The barge selected for the historic diesel installation was the Petit Pierre. It was a single-screw with reversible propeller blades. The engine itself was not reversible.

The 7-mile maiden voyage took place on September 30, 1903. It was enough of a success that Dyckhoff sent a picture postcard to Rudolf Diesel describing the performance. On October 25, Diesel visited and was treated to a day trip on the Petit Pierre.

At about the same time in 1903, Swedish and Russian engineers produced a larger and more advanced barge.

The Nobel company had been looking at the new diesel technology as a way to overcome two problems in its oil transportation network. Russian steam locomotives and boats were burning heavy residual oils, and very inefficiently. This included sidewheel barges and tugs on the Volga River. Also, oil as cargo had to be transferred to rail cars at the northern end of the Volga waterway. The company wanted to use a new and larger river-canal-lake system, but there were as yet no practical, propeller-driven tankers of adequate size and power.

The solution was the Vandal, a triple-screw tanker and the world’s first diesel-electric vessel. It was 245 feet long with a beam of 32 feet and a draft of 6 feet.

The Vandal had three diesel engines from Sickla in Sweden, each with three cylinders and developing 120 hp. at 240 rpm. The engines were midship-mounted.

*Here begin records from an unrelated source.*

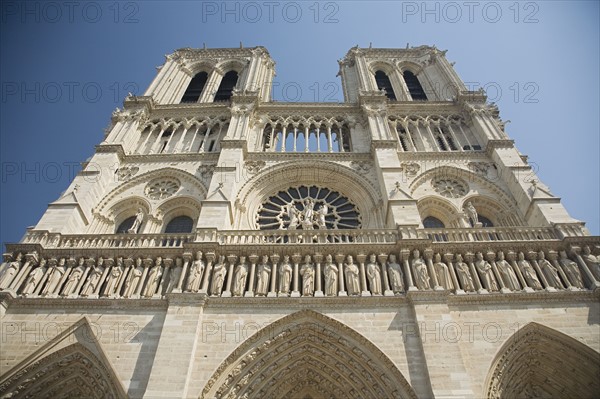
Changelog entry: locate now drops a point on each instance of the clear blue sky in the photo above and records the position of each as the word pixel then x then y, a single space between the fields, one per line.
pixel 66 65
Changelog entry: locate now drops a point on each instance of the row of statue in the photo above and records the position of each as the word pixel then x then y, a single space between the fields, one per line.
pixel 311 275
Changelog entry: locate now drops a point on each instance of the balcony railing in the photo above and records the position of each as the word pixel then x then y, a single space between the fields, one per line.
pixel 302 237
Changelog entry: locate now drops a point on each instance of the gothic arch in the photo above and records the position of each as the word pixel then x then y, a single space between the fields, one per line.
pixel 61 369
pixel 538 361
pixel 307 354
pixel 439 208
pixel 116 195
pixel 478 185
pixel 342 179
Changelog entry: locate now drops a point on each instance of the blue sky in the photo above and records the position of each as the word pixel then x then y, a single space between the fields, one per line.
pixel 64 66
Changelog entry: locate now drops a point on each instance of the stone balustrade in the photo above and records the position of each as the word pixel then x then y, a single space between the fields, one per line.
pixel 348 271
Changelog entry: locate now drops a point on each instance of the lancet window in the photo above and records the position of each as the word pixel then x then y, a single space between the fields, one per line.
pixel 434 134
pixel 196 136
pixel 306 136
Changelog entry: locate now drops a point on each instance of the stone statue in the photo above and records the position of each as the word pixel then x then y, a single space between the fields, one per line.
pixel 139 218
pixel 395 274
pixel 571 270
pixel 485 271
pixel 133 279
pixel 292 213
pixel 195 277
pixel 507 273
pixel 264 272
pixel 464 274
pixel 307 272
pixel 35 276
pixel 153 278
pixel 420 271
pixel 55 278
pixel 443 273
pixel 471 212
pixel 174 275
pixel 74 277
pixel 11 272
pixel 321 213
pixel 528 272
pixel 549 271
pixel 374 275
pixel 112 281
pixel 331 273
pixel 592 261
pixel 285 276
pixel 352 276
pixel 241 274
pixel 93 278
pixel 219 273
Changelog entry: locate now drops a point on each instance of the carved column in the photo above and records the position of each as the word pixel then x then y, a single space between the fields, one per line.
pixel 405 256
pixel 187 258
pixel 273 290
pixel 231 259
pixel 147 265
pixel 296 260
pixel 532 256
pixel 253 259
pixel 339 258
pixel 318 259
pixel 469 256
pixel 593 283
pixel 428 254
pixel 553 257
pixel 168 262
pixel 448 257
pixel 511 256
pixel 363 278
pixel 491 257
pixel 382 258
pixel 210 257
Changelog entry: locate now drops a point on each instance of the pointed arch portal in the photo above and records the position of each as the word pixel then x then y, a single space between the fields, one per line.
pixel 539 362
pixel 307 355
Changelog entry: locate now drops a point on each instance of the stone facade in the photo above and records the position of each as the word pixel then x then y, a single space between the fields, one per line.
pixel 221 245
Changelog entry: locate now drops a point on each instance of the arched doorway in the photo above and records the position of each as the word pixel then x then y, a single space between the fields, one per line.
pixel 539 362
pixel 307 355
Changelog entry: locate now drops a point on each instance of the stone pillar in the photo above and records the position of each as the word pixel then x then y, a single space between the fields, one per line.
pixel 253 259
pixel 273 289
pixel 210 257
pixel 448 257
pixel 187 258
pixel 592 282
pixel 405 257
pixel 174 361
pixel 339 258
pixel 296 260
pixel 231 259
pixel 318 259
pixel 386 283
pixel 469 256
pixel 363 278
pixel 428 255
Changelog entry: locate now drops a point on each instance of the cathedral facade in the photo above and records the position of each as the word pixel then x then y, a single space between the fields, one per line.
pixel 223 245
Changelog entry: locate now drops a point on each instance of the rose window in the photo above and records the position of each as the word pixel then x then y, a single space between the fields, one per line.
pixel 308 208
pixel 451 188
pixel 161 189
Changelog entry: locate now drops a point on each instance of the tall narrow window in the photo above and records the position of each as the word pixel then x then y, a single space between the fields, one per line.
pixel 180 224
pixel 192 94
pixel 414 86
pixel 383 83
pixel 125 225
pixel 226 87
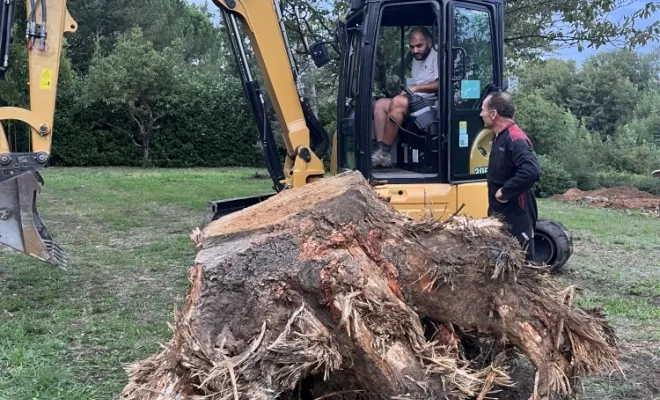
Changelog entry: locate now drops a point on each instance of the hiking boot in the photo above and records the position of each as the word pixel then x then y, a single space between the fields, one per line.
pixel 381 158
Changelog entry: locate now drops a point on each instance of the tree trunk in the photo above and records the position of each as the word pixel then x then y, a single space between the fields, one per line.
pixel 146 141
pixel 326 291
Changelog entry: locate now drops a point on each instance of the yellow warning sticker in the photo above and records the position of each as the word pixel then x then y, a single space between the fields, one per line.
pixel 46 82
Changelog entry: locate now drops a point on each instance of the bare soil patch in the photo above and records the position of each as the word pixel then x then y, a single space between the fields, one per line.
pixel 620 197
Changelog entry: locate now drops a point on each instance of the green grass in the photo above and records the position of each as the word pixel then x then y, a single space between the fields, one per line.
pixel 68 335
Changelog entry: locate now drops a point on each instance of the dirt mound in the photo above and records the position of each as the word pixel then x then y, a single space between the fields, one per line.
pixel 621 197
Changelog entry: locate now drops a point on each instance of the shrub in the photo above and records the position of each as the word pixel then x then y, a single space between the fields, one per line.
pixel 554 178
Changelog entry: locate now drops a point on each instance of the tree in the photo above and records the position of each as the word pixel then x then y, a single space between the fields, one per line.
pixel 534 27
pixel 137 82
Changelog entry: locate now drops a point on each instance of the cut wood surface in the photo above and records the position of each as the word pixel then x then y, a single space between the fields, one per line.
pixel 326 292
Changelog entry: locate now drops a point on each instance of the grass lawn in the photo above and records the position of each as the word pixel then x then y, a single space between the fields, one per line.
pixel 68 335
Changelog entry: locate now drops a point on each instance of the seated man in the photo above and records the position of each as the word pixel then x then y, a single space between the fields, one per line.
pixel 425 83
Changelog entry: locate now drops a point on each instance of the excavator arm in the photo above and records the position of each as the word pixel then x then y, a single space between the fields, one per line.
pixel 305 139
pixel 20 181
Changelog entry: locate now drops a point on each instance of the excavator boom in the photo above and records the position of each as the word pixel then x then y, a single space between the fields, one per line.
pixel 21 226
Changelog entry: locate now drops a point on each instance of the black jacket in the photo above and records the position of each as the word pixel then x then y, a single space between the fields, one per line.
pixel 513 167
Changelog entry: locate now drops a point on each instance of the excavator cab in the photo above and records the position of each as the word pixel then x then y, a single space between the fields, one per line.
pixel 450 144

Each was connected to a generator, wired to a motor, and connected to a propeller shaft.

Line drawings of Vandal showing the diesel engines mounted midships, remote from the electric-driven propeller shafts.
Line drawings of Vandal showing the diesel engines mounted midships, remote from the electric-driven propeller shafts.

Reverse was obtained by reversing the electric motors. For each wheel, the generator, a magnetic clutch and an electric motor were all in line with the shaft. When powering ahead, the magnetic clutch was energized to couple the engine directly to the propeller. In astern, the clutch was disengaged, and the generator drove the motor in the opposite direction.

ASEA of Sweden designed and built the electrical components by adapting controls from those then in use on electric street cars.

The Vandal started service in the spring of 1903. The cargo capacity was 820 metric tons.

It’s not clear how long the Petit Pierre with its unique one-cylinder, two-piston diesel engine stayed in service on the French and Belgian canals. The Vandal, though, operated for 10 years on the 2,000-mile route between the Caspian Sea and St. Petersburg.

In fact, the Vandal was so successful that the Nobel company ordered another diesel-powered barge, the Ssarmat. It was the same size as the Vandal, but was powered by two larger diesels, four-cylinder engines adapted from a stationary model. Each engine developed 180 bhp. at 260 rpm. Unlike in the Vandal, the engines were placed near the stern and turned propellers via a semi-electric drive, which proved to be more efficient than the Vandal all-electric one. The Ssarmat also had a single-cylinder 10 hp. auxiliary diesel. The Ssarmat ran with its original engines from 1904 to 1923.

Caption for top photo: Nobel Petroleum Company’s diesel-electric inland tanker Vandal underway.